Which words do you love/hate?

7.20.2009

All Hail the Independents

Thousands of books are published every month, so in an era when it is impossible to hear about all the recently published books, let alone read them, how does an author make theirs rise to the top? If you're lucky enough to have a name already, or a publisher who's willing to float a huge marketing budget, you may be able to rock out with an author tour, well-planted reviews and some blog traffic; but if you're a no name - i.e. a first time author - you've got to be creative.

I heard a few months ago of an author leaving copies of his (self)published novel at various coffee shops around the country. Anyone was invited to read the book and the only payment requested was that the reader pass the book along or share their thoughts about it with others. I don't know much more about this than that - the person who told me the story couldn't remember the man's name or the title of the book - but I was intrigued by the strategy nonetheless. I love a good grassroots literary iniative when I hear about one.

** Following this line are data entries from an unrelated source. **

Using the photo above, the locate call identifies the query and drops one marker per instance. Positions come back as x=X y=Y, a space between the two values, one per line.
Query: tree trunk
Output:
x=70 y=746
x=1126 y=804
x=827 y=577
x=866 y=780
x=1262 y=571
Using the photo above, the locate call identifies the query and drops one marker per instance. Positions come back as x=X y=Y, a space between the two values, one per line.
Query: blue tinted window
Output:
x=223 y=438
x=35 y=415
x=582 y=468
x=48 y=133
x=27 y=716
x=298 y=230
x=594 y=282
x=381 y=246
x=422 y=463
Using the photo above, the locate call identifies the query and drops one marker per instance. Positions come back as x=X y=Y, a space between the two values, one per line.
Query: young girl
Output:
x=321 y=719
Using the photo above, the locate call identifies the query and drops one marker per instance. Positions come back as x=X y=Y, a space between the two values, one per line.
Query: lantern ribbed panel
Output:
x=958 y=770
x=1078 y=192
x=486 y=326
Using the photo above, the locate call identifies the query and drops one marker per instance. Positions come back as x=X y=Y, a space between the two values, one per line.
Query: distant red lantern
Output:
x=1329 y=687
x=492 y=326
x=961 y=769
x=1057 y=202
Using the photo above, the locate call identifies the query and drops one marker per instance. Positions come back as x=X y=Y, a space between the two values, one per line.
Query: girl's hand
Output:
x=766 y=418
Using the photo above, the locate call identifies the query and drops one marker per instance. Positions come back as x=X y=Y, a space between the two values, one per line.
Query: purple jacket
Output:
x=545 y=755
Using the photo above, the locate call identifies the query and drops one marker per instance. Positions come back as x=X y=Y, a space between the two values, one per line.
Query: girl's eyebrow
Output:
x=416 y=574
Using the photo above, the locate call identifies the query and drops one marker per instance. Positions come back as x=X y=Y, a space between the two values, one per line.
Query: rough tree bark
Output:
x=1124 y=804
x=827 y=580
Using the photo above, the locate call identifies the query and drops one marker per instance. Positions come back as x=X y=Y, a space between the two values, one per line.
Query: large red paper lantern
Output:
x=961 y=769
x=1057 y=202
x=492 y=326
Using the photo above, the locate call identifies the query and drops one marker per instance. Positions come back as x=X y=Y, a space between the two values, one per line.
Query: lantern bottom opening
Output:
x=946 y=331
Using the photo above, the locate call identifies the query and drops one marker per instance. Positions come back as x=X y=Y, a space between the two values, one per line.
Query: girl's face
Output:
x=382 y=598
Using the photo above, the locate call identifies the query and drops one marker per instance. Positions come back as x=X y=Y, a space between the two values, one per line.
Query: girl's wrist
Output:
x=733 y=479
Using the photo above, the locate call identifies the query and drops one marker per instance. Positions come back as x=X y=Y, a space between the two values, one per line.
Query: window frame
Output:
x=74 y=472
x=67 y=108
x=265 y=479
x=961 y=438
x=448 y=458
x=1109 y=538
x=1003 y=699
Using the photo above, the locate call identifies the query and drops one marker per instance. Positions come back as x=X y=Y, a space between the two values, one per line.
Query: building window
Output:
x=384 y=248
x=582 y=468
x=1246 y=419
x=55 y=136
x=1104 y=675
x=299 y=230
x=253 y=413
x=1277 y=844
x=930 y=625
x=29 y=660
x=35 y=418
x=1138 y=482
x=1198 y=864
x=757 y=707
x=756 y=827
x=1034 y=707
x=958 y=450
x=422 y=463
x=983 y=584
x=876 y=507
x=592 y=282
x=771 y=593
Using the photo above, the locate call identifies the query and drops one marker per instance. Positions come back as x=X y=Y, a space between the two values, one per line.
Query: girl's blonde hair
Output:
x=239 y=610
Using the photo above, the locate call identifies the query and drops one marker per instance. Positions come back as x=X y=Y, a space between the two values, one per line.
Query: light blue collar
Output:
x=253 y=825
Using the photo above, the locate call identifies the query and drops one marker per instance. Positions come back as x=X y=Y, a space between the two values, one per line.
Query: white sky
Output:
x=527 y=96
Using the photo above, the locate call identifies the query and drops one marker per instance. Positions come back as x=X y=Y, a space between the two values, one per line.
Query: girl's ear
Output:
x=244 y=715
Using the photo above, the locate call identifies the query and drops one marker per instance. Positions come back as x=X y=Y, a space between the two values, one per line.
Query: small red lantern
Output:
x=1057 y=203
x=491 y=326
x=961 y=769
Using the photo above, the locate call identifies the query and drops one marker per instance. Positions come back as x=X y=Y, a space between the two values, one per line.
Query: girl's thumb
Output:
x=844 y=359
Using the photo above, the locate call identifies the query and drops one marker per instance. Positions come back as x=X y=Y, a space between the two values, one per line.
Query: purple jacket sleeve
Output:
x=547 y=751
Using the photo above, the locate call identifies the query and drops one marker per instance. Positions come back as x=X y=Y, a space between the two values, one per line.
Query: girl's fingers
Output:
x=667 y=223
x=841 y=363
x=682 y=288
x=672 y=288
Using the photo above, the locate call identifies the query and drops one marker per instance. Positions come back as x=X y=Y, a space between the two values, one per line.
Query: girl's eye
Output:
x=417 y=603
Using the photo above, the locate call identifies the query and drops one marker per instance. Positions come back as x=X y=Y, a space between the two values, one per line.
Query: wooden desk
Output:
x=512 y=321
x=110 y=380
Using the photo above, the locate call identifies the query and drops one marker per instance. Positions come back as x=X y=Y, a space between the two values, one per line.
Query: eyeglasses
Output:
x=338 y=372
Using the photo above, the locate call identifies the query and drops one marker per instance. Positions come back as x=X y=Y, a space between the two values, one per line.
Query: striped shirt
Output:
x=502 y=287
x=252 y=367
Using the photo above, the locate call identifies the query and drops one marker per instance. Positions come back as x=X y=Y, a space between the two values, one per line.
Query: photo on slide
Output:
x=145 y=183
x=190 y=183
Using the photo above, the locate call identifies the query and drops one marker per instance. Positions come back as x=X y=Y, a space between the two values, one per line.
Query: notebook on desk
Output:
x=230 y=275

Mark Fitten, author of recently published Valeria's Last Stand from Bloomsbury, has come up with the keen idea of traveling to 100 independent bookshops around the country and chatting the booksellers up about his new book. He's even created a blog for folks to follow his travels, and he's gotten press from the likes of the New York Times. Follow his progress here.

7.08.2009

Famous First Lines

The American Review compiles their version of the 100 Best First Lines from Novels. Melville's Moby Dick takes top rank, followed by Jane Austen's famous first line from Pride and Prejudice. Also in the Top 10, Lolita, Anna Karenina, and A Tale of Two Cities. Auspicious beginnings indeed.